This addresses the problem of scalable and reliable label estimation for AI perception tasks, offering a practical solution to reduce annotation costs while improving label quality.

The paper tackles the challenge of estimating aleatoric and epistemic uncertainty in labels for perception tasks, where high-quality annotations are scarce, by introducing a probabilistic label spreading method that reduces the annotation budget needed for desired label quality and achieves state-of-the-art results on the Data-Centric Image Classification benchmark.

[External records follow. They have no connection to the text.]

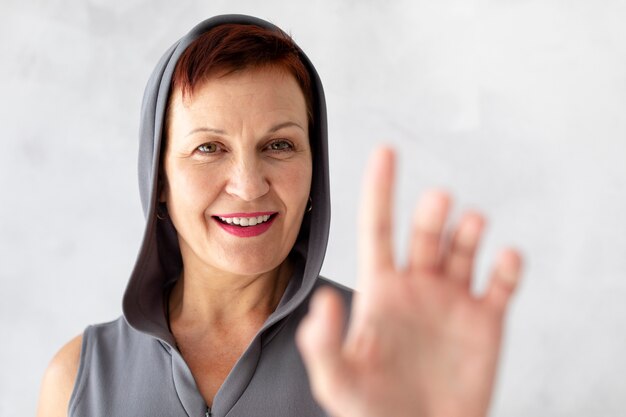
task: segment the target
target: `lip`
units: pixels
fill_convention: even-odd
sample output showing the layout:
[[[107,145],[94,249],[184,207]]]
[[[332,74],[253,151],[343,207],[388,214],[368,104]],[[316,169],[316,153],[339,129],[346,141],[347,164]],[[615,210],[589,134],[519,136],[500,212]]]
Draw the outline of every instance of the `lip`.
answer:
[[[255,226],[245,226],[245,227],[237,226],[235,224],[224,223],[220,221],[220,219],[217,218],[218,216],[230,218],[230,217],[258,217],[258,216],[266,216],[266,215],[271,216],[268,221],[263,222],[261,224],[257,224]],[[213,220],[222,229],[224,229],[226,232],[230,233],[231,235],[234,235],[237,237],[254,237],[254,236],[259,236],[265,233],[272,226],[277,215],[278,213],[275,211],[265,211],[265,212],[255,212],[255,213],[228,213],[228,214],[214,215]]]
[[[271,216],[277,214],[275,211],[255,211],[254,213],[228,213],[228,214],[214,214],[213,217],[259,217],[259,216]],[[254,227],[254,226],[252,226]]]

Safe artificial intelligence for perception tasks remains a major challenge, partly due to the lack of data with high-quality labels. Annotations themselves are subject to aleatoric and epistemic uncertainty, which is typically ignored during annotation and evaluation. While crowdsourcing enables collecting multiple annotations per image to estimate these uncertainties, this approach is impractical at scale due to the required annotation effort. We introduce a probabilistic label spreading method that provides reliable estimates of aleatoric and epistemic uncertainty of labels. Assuming label smoothness over the feature space, we propagate single annotations using a graph-based diffusion method. We prove that label spreading yields consistent probability estimators even when the number of annotations per data point converges to zero. We present and analyze a scalable implementation of our method. Experimental results indicate that, compared to baselines, our approach substantially reduces the annotation budget required to achieve a desired label quality on common image datasets and achieves a new state of the art on the Data-Centric Image Classification benchmark.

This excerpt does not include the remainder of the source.